A Buckeye, Arizona, man maintained calm while following his training when he responded to an in-flight emergency that resulted in a safe landing of the airplane with no damage to pilot or aircraft.

Nick Sherman, 18, took off from Glendale Municipal Airport during a training solo and was not expecting to deal with a broken throttle cable on the aircraft despite the cable being recently replaced.

Sherman is in the Air Force ROTC program at Yale University, Connecticut, where he is a junior in mechanical engineering. He plans to follow his father’s example by becoming a military pilot.

Sherman, who was born on Luke Air Force Base where his father flew F-16 Fighting Falcons,  decided to start with an FAA Sport Pilot license last summer.

Sherman trained with Phil Corbell, flight instructor, at the Glendale airport through Arizona Flight Training Center in a Remos GX, a light sport aircraft. The sport pilot license requires a minimum of 20 hours of flight instruction and includes five hours solo time.

“Nick quickly learned the performance and ground reference maneuvers flying in the training areas within the Luke special air traffic rule airspace,” Corbell said. “He also performed normal, soft field, and short field takeoffs and landings at local airports. The training also included engine failure procedures, and electrical or flap failure which would require a no-flap landing. Sherman soloed with only about 10 hours of flight instruction.

One of the main things to remember when flying, including during any emergency, is to aviate first, then navigate and communicate afterward, Corbell said.

“On this solo flight Nick did an outstanding job using excellent judgment and making good decisions to handle this rare type of emergency, he said.

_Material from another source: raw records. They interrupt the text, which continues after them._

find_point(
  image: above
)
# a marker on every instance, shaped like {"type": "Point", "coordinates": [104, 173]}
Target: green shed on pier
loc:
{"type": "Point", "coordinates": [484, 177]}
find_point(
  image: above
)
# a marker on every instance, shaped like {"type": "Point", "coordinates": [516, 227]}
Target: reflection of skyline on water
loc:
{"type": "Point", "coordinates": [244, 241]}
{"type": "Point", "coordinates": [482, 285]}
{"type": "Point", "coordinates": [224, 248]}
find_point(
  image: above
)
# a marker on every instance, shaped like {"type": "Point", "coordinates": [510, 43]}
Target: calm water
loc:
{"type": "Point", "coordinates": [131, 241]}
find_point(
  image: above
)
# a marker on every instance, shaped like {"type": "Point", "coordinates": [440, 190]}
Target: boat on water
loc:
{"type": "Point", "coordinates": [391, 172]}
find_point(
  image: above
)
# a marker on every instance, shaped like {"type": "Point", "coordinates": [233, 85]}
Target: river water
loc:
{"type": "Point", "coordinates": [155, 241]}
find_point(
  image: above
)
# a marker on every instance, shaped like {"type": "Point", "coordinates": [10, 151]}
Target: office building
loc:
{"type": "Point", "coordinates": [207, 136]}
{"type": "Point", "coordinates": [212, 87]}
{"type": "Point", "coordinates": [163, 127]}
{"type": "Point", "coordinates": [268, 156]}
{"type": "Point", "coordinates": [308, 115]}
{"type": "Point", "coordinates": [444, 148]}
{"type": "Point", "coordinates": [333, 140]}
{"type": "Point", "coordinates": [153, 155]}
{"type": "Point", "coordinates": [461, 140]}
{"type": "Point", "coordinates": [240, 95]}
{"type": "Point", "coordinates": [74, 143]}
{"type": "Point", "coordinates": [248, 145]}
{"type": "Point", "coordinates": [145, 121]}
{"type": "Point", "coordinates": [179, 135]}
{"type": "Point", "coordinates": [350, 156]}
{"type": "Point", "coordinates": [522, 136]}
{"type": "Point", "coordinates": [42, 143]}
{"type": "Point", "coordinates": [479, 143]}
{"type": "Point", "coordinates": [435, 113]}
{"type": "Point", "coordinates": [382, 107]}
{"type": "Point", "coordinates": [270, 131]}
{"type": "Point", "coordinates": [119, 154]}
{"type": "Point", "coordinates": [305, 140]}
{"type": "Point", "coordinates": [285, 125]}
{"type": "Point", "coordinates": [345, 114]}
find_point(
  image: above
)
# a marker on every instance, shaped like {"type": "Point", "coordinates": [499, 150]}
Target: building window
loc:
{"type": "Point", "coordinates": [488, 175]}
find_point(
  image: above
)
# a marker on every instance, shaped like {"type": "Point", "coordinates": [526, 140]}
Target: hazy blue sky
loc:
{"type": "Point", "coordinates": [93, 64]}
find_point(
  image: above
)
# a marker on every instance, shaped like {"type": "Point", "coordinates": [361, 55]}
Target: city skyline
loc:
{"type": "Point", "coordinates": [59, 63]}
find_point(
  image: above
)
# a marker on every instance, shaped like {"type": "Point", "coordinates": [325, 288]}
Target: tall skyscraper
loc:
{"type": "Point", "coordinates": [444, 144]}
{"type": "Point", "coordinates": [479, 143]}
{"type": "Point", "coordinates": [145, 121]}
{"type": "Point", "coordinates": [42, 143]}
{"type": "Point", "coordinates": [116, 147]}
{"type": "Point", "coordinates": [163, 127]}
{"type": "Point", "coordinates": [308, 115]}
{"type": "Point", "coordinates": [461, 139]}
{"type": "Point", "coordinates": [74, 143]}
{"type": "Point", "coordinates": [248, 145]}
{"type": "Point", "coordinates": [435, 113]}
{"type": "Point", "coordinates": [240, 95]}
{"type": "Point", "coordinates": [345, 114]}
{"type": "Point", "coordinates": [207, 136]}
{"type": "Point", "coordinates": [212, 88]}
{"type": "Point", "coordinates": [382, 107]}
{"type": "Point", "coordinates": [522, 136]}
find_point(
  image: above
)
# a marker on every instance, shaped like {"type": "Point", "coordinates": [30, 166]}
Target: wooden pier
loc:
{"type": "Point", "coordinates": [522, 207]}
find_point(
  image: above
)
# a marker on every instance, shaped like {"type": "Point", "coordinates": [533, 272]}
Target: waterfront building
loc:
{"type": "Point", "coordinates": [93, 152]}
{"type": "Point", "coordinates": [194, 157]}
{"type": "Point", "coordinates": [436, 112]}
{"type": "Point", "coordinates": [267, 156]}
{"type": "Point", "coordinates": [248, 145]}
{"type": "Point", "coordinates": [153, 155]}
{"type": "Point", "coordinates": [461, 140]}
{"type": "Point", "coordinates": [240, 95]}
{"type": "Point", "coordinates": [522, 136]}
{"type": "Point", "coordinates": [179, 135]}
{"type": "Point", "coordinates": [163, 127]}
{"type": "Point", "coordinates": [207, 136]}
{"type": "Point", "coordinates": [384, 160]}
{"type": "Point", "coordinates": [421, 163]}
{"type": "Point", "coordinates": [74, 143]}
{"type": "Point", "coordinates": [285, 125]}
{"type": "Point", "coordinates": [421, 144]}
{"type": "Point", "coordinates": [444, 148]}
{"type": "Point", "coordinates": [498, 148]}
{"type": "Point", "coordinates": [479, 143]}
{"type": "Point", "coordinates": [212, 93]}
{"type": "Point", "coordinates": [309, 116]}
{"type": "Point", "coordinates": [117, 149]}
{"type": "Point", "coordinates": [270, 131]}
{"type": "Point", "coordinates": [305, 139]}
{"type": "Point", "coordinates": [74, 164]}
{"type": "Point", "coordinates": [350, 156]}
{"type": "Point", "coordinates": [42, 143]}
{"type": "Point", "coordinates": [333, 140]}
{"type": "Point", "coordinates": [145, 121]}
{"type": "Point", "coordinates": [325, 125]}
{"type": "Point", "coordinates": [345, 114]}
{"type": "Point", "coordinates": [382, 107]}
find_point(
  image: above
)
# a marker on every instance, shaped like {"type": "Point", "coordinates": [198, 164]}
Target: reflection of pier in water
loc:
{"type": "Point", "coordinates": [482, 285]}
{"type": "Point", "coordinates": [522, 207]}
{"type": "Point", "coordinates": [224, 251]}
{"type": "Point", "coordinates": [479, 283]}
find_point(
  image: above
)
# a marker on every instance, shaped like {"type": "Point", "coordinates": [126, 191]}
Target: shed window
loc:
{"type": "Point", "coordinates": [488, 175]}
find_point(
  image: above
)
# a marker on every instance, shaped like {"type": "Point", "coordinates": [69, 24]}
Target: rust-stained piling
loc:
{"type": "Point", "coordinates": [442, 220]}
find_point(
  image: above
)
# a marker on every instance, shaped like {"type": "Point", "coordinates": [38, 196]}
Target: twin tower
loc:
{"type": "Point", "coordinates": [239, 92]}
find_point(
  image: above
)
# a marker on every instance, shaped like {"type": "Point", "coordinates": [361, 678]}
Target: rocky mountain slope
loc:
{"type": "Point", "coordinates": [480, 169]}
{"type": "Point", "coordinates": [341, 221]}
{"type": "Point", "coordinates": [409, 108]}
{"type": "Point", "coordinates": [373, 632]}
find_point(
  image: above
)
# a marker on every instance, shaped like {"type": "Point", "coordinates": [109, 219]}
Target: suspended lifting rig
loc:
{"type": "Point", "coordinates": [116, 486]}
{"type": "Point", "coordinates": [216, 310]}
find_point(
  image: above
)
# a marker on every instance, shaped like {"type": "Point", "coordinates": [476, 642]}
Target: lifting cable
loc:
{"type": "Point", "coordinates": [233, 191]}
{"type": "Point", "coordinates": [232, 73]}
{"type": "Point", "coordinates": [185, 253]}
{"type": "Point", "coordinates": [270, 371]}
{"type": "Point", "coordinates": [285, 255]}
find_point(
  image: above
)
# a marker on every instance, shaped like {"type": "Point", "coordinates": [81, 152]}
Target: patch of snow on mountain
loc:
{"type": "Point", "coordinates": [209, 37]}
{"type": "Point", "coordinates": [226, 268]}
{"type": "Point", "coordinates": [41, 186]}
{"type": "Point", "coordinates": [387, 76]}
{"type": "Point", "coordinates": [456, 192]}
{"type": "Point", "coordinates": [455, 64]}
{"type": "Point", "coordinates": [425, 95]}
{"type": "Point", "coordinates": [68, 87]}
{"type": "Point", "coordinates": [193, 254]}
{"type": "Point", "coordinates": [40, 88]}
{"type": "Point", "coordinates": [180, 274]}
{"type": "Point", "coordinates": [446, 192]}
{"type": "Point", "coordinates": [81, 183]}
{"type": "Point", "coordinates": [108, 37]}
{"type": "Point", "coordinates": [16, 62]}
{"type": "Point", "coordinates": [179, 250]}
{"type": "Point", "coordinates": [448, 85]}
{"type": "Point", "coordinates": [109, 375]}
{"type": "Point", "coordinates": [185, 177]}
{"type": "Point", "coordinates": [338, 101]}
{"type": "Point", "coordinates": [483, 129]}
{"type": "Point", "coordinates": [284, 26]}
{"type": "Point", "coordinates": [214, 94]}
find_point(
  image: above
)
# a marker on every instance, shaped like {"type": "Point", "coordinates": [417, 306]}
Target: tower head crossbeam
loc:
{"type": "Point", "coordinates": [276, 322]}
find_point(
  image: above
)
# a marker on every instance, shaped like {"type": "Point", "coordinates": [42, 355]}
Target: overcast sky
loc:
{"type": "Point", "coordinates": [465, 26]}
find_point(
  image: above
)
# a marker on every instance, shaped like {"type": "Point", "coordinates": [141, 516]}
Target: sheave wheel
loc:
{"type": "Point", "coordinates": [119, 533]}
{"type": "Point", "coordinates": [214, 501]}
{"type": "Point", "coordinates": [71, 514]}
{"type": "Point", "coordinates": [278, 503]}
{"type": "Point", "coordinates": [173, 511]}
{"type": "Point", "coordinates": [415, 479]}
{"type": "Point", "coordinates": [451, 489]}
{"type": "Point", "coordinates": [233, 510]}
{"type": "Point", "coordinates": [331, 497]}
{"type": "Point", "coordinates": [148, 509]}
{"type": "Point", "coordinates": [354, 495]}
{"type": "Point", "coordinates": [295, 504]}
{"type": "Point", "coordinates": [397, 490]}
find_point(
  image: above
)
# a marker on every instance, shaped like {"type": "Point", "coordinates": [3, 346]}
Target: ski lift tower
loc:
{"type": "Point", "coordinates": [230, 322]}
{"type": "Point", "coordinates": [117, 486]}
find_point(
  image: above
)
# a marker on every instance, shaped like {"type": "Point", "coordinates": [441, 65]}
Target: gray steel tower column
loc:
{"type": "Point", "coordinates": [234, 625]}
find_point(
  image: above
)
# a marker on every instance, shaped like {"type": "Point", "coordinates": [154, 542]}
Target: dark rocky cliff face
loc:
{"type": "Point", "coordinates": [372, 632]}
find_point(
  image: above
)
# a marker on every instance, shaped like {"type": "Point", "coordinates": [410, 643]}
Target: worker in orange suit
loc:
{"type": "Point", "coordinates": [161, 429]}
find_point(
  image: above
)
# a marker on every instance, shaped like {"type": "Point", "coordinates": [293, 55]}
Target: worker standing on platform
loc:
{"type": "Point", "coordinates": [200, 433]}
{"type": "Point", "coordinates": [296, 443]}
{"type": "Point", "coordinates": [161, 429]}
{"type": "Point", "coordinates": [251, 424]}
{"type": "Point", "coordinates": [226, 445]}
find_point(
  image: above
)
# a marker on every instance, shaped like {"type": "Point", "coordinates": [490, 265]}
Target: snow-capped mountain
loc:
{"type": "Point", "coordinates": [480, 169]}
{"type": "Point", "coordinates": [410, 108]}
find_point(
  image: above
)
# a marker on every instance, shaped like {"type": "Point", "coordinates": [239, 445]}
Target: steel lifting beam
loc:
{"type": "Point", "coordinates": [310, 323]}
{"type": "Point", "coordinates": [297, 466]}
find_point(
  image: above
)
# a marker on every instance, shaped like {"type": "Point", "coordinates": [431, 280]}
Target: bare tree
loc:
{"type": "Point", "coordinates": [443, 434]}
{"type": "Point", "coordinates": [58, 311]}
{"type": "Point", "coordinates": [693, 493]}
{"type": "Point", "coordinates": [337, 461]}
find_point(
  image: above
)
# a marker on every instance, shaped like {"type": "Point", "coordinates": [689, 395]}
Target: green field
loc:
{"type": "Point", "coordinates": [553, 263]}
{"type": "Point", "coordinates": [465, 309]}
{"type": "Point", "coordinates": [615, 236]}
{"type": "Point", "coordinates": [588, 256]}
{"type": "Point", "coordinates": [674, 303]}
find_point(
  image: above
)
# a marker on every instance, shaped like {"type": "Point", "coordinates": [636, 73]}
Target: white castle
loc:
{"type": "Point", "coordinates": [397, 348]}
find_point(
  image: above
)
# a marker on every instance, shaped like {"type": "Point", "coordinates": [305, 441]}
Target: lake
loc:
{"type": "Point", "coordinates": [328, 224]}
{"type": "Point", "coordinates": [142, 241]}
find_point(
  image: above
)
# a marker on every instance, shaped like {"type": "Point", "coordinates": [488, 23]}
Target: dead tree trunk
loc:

“His good judgment began when he changed his plan to go to the training area to practice maneuvers because of rain showers forecast in the area. Instead, he decided to practice his landings at the airport. He had done two touch-and-go’s, and was going for a third when the incident occurred.”

Sherman was wearing a GoPro that recorded his calm and cool demeanor during the incident.

The Remos GX aircraft has a 100-horsepower engine and takes off at max power at about 5200 rpm.

As Sherman rolled out on a left downwind for Runway 19, he pulled the power back to the normal 4200-4400 rpm. When he was opposite the Runway numbers, he pulled the power toward idle (1,800-2,500 rpm) and put in half (20 degrees) flaps. He noticed that the power would not go below 4,000 rpm. He tried to reduce power by both throttles a couple of times.

“The main thing is he continued to first fly the airplane,” Corbell said.

He lost altitude with the higher power setting, so he brought the flaps back up.

“Good decision,” Corbell said. He continued to fly the final approach although at a higher than normal airspeed and only when he knew he had made the runway, did he shut off the engine.”

The prop continued wind milling until it slowed airspeed. He did a no-flap landing with the prop abruptly stopping as the aircraft slowed. He rolled off the runway, after checking for other aircraft, started the engine again and used the brake to control the taxi speed at the high rpm setting, getting it to its terminal parking spot. He completed his after-landing and engine shutdown checklists.

Subsequent inspection found that the throttle cable had broken.

“Nick did a great job landing that plane,” Corbell said. “He kept his cool and followed his training.”

Sherman will complete his flight training and check ride, and receive his FAA Sport Pilot license in Airplane Single Engine Land when he returns from college at Thanksgiving.